In terms of metadata, we connect the information of the data governance platform with the SQL parsing layer to eliminate the difference of DDL. We no longer need to declare the data to be accessed in the form of temporary tables defined by keywords such as with and using, which improves the standardization of SQL.
In the development environment, we expand the support of GQL based on the database navigator plug-in. Developers can write and debug GQL on IntelliJ idea and view query results directly.
In terms of data sources, we currently support five types of data sources, including JDBC / ODBC interface, file system, Hadoop system, kV data and Kafka. In the future, we hope that the API data interface can also be accessed through GQL.
In machine learning, GQL mainly supports two functions. In the aspect of Feature Engineering, the mechanical work, including the processing of outliers and missing values, feature combination and feature automatic screening, can be completed through GQL. In terms of models, GQL supports supervised learning models (such as logistic regression, random forest, xgboost, etc.) and unsupervised clustering models.
As a DSL, SQL has simple syntax, but it is not universal. Some tasks are not suitable to be described and completed by SQL, such as iteration and encryption and decryption algorithm, which requires UDF (user define function) extension to make SQL code more rich. GQL also provides extended support for UDF, which can be added through Java, python, etc.
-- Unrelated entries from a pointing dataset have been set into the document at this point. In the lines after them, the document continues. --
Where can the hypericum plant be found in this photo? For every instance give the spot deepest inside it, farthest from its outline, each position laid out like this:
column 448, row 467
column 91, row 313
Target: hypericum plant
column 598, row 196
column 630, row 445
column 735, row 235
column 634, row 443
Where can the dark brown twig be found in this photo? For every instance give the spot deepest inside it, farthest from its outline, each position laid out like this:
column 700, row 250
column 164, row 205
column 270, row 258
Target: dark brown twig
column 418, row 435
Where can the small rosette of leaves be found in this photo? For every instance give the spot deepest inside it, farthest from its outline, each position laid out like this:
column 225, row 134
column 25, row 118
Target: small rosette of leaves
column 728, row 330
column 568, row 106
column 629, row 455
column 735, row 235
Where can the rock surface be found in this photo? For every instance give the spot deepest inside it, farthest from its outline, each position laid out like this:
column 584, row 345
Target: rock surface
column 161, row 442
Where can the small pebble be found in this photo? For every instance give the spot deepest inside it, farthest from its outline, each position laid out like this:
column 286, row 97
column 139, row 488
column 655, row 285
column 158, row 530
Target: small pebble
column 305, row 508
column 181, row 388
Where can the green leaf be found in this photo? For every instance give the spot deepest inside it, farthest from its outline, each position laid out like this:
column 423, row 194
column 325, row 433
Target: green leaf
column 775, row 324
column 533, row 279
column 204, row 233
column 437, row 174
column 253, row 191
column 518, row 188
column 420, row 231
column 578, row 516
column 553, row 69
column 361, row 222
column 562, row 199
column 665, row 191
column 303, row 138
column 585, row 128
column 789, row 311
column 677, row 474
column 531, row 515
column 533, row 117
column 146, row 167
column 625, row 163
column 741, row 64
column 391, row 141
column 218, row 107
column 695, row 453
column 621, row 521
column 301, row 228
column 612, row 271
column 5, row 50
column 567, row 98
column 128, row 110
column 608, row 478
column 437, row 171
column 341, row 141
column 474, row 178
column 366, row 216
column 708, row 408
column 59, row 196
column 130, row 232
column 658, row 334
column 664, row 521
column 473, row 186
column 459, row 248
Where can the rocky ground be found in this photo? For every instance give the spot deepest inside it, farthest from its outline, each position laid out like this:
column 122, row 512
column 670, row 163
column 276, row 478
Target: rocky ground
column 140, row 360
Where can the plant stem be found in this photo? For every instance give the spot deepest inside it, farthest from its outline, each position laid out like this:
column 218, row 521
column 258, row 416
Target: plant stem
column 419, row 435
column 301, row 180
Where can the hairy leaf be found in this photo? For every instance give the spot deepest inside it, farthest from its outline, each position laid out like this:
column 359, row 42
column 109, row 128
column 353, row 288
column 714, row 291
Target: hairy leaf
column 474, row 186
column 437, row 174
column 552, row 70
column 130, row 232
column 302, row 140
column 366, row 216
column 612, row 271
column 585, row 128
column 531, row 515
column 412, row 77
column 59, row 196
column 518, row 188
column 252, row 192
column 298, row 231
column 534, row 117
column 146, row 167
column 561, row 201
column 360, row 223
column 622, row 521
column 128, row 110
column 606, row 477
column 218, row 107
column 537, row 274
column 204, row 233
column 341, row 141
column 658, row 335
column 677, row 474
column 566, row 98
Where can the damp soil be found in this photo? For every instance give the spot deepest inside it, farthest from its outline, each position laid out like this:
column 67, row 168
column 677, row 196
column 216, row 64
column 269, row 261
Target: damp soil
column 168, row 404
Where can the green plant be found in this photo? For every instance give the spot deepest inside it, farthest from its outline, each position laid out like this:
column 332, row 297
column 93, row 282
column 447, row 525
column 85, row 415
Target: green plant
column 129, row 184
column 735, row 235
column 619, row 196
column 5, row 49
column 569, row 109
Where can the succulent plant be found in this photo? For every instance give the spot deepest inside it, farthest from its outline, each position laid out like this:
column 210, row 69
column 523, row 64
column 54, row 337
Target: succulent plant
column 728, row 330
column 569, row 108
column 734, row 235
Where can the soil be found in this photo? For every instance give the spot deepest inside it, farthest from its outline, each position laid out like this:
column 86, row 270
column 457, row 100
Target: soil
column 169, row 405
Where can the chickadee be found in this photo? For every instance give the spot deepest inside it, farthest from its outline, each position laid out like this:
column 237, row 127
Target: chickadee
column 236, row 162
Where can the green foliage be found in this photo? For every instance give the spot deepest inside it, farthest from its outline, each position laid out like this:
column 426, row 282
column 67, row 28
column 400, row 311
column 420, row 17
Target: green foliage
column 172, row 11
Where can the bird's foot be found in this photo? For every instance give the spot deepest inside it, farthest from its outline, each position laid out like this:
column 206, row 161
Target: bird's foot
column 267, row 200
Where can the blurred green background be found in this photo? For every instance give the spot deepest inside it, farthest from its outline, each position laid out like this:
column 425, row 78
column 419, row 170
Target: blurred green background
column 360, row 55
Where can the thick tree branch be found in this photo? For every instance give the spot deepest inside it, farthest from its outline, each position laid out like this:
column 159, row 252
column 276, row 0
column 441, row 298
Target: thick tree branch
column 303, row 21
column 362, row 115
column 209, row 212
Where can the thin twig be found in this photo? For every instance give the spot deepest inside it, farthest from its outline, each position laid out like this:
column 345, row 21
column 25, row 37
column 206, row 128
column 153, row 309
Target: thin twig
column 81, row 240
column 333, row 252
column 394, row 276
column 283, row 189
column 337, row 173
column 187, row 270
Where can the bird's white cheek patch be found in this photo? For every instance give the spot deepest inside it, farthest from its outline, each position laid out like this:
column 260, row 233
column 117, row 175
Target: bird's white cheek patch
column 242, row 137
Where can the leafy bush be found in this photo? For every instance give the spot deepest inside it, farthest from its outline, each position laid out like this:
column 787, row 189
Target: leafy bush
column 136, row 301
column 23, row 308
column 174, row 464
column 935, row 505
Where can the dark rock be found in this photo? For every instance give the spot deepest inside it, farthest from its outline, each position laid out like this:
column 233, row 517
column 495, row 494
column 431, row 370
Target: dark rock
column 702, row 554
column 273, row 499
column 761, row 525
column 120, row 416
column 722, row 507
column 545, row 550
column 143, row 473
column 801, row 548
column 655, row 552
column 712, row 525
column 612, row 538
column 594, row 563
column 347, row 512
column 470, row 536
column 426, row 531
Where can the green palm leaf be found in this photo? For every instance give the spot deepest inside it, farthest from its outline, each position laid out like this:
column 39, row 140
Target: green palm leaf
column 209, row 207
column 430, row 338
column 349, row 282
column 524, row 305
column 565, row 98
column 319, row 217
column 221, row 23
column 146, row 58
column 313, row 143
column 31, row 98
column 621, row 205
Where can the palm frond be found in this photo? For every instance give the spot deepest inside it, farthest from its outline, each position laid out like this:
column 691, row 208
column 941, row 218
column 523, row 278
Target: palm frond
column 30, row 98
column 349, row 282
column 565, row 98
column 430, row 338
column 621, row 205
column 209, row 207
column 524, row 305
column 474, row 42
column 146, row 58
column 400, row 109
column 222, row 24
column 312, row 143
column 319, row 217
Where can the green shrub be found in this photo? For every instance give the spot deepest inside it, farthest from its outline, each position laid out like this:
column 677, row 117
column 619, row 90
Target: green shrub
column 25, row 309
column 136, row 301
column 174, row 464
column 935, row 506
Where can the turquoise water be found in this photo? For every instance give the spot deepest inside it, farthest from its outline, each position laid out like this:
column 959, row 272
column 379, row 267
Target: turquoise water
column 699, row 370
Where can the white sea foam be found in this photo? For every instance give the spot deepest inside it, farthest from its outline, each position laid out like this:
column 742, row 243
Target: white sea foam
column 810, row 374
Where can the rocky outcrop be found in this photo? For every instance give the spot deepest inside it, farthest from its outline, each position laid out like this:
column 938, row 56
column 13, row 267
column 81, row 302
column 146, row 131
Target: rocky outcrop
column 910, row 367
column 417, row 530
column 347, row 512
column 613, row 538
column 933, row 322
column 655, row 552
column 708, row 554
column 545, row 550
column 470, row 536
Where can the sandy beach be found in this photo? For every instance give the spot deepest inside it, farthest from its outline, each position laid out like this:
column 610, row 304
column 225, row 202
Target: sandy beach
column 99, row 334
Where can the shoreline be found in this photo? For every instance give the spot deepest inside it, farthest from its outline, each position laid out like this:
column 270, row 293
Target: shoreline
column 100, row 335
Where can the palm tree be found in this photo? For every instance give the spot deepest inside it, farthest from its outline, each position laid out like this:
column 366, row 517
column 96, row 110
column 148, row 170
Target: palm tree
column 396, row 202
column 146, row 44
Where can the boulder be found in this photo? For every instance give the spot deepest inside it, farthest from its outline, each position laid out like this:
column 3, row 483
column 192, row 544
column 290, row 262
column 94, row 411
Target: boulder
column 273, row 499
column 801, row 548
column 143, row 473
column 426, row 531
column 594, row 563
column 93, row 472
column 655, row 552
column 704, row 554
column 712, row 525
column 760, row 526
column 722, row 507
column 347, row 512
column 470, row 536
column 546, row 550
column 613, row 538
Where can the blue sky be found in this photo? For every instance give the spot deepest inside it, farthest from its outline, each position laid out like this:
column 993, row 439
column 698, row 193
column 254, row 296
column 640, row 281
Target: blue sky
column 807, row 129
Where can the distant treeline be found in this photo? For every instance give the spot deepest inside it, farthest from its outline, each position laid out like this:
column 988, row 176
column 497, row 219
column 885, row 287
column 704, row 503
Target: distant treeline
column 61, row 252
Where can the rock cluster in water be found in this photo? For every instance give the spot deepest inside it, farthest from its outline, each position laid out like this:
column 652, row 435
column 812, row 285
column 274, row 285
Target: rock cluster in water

We think SQL is the most suitable language for people to deal with data at present. Metadata access, cross data source, offline and real-time support, machine learning support are the four core functions of unified SQL. Flink SQL can basically meet our needs. If the underlying computing engine is Flink, there is no doubt that it can solve most of the problems. However, if you want to maintain greater flexibility and scalability, it is necessary to consider the development of SQL as an independent technology stack. Combined with personal practice, GQL is used as the unified SQL Engine of daily data management platform. We share the technical solutions and functions, hoping to inspire you.